Simulating Single-Machine Deployment of a Production Cluster: TiKV Unable to Connect to PD

Note:
This topic has been translated from a Chinese forum by GPT and might contain errors.

Original topic: 单机模拟部署生产集群,TiKV无法连接PD

| username: TiDBer_QYr0vohO

[TiDB Usage Environment] Production Environment / Testing / Poc
Testing
[TiDB Version]
v7.1.0
[Reproduction Path] What operations were performed when the issue occurred
None, single-node deployment of TiDB cluster
[Encountered Issue: Issue Phenomenon and Impact]
When starting the cluster with tiup cluster start, the PD node started successfully, but from the logs, it can be seen that TiKV cannot connect to the PD node.
[Resource Configuration]
[Attachments: Screenshots/Logs/Monitoring]




| username: Billmay表妹 | Original post link

Based on the provided information, it appears that TiKV is unable to connect to the PD node, possibly due to incorrect configuration of the PD node’s IP address or port number. It is recommended to troubleshoot by following these steps:

  1. Confirm whether the IP address and port number of the PD node are correctly configured. You can check the IP address and port number of the PD node using the following command:

    tiup cluster display <cluster-name>
    

    Here, <cluster-name> is the name of your deployed TiDB cluster.

  2. Confirm whether the IP address and port number of the PD node are correctly configured in the TiKV node’s configuration file. You can check the TiKV node’s configuration file using the following command:

    tiup cluster edit-config <cluster-name>
    

    Then find the TiKV node’s configuration file and confirm whether the IP address and port number of the PD node are correct.

  3. If the above two steps are confirmed to be correct, you can try restarting the TiKV node to see if it can connect to the PD node. You can restart the TiKV node using the following command:

    tiup cluster restart <cluster-name> tikv <tikv-index>
    

    Here, <cluster-name> is the name of your deployed TiDB cluster, and <tikv-index> is the index number of the TiKV node, which can be checked using the following command:

    tiup cluster display <cluster-name>
    

    If the TiKV node still cannot connect to the PD node after restarting, you can check the TiKV node’s log file to confirm the specific error information.

| username: TiDBer_QYr0vohO | Original post link

  1. tiup cluster display tidb-test
    PD’s IP and port: 192.168.150.100 2379/2380

  2. tiup cluster edit-config tidb-test
    image

  3. tiup cluster restart is stuck at TiKV. I opened another terminal and used telnet on port 2379, and I can see that PD has started normally.


    image

| username: dockerfile | Original post link

Check the PD logs first to resolve the PD startup issue.
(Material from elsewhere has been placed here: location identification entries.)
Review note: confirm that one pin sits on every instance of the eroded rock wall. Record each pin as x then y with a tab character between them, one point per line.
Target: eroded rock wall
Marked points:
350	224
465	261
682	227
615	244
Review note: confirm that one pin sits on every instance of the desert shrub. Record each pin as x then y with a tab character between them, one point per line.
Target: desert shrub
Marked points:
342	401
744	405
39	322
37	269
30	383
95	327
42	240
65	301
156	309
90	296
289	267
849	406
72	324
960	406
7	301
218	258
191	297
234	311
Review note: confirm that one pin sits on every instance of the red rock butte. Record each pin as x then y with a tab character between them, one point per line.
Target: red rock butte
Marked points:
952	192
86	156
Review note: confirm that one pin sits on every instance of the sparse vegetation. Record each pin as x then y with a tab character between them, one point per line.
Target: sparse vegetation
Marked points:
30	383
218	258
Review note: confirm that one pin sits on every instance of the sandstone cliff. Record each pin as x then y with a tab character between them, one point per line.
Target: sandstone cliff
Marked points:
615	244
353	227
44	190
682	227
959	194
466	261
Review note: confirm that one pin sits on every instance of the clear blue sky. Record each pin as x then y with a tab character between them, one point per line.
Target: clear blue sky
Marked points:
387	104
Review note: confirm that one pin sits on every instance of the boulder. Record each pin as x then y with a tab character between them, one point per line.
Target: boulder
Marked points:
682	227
| username: 有猫万事足 | Original post link

I think you should check the firewall settings.

Additionally, the fact that telnet 127.0.0.1 2379 works does not mean that telnet 192.168.150.100 2379 will work. You should try telnet 192.168.150.100 2379 to see if you can connect; it would be more convincing.

| username: TiDB_C罗 | Original post link

Is it possible that the disk space is insufficient?
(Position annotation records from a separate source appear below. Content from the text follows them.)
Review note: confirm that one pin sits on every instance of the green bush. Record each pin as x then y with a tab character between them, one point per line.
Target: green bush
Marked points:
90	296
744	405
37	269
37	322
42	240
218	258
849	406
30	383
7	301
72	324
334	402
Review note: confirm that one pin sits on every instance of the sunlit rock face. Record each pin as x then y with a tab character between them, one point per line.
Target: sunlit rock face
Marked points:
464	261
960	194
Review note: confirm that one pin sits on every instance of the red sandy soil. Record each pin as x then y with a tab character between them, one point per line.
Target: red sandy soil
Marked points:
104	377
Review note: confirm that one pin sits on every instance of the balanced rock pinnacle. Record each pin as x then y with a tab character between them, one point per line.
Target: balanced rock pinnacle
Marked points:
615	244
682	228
| username: linnana | Original post link

It is very likely that the firewall is not turned off.

| username: TiDBer_QYr0vohO | Original post link

Okay, thank you. I just tried and it’s not due to the firewall. The port is open after starting PD. I just checked the PD logs and there is a memory-related error: panic: runtime error: invalid memory address or nil pointer dereference.

| username: TiDBer_QYr0vohO | Original post link

Indeed, PD started for a while and then reported an error.
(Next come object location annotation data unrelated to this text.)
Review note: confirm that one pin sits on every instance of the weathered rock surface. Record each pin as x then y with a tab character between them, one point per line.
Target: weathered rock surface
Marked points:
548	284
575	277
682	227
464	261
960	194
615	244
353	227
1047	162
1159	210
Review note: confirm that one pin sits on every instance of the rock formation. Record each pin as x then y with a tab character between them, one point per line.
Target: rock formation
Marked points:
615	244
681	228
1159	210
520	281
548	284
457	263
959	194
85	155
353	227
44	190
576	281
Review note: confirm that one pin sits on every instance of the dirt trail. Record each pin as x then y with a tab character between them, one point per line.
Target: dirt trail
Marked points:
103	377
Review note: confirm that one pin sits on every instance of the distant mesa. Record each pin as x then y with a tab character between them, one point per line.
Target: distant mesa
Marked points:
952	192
| username: TiDBer_QYr0vohO | Original post link

PD started for a while, then reported an error and exited, causing TiKV to be unable to connect.

| username: TiDBer_QYr0vohO | Original post link

The disk is sufficient.

| username: TiDBer_QYr0vohO | Original post link

Thank you, everyone. It seems like there isn’t enough memory.

| username: Anna | Original post link

Hahaha, from now on, check 1 disk, 2 memory, 3 network, 4 firewall first.

| username: zhanggame1 | Original post link

Memory performance issues are worth checking. Use ‘top’ to see if the memory is fully utilized.

| username: system | Original post link

This topic was automatically closed 60 days after the last reply. New replies are no longer allowed.